Operating systems have known how to dynamically balance competing workloads for years.
Networks have recently gotten good at sharing multiple kinds of traffic -- and associated service levels -- over the same pipe using QoS.
And storage arrays (specifically EMC's) have been pretty good at balancing workloads, but I think there's more to do. And it's going to be an interesting topic for the next few years -- at least to the storage guys!
Let's see why ...
Background
Many years ago in a land far, far away, I became acquainted with prioritization in the UNIX operating system. I learned about the "nice" command, and later about pre-emptive scheduling.
The goal was simple: how can you share a single resource between competing workloads, yet make sure that everyone is happy and not create excessive management effort?
In general, the UNIX scheduling algorithm worked pretty well. It would look at CPU, I/O, memory, etc. and try and come up with a fairness algorithm that made everyone happy.
If you needed it to give it a hint, you used the "nice" command. If you needed to give it a stronger hint, you'd use pre-emptive scheduling. And if that didn't work, you'd write a device driver.
Get too carried away "optimizing" the environment, and you'd spend all day at the console watching screens, typing commands, and taking phone calls from irate users who wanted to know why you were screwing around with the server.

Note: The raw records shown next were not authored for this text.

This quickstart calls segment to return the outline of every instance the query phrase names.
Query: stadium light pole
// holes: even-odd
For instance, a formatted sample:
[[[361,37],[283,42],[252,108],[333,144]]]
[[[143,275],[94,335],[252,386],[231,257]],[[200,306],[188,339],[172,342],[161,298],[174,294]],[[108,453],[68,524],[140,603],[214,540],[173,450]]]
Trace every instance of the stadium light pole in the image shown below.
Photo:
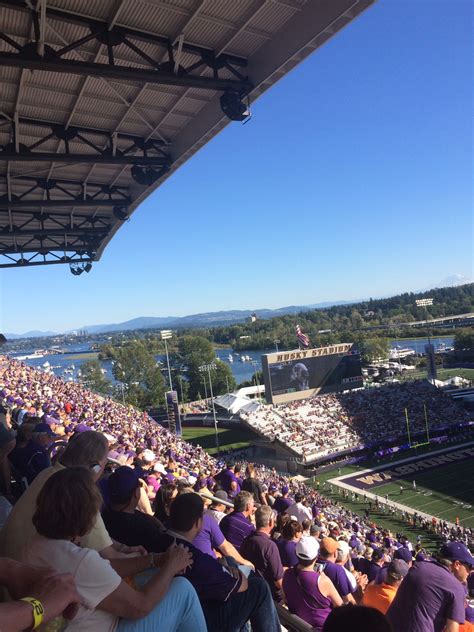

Eventually, I learned to do the least amount possible to get the greatest result, and let the algorithms do what they were good at.
I was a slow learner, though ...
Many of you know I've worked closely with Symmetrix products for many years. And I was always impressed by the algorithms and the intelligence it used to balance competing priorities for cache, processor and I/O bandwidth to keep everyone happy with a minimum of fuss. Same sort of concepts are in CLARiiON, Celerra, etc. but the real heavy lifting is on a Symm.
Compared to the algorithms I knew from UNIX-land, this was a whole new ballgame. The engineers who did this work blew me away with the depth of sophistication and practicality around what they had done.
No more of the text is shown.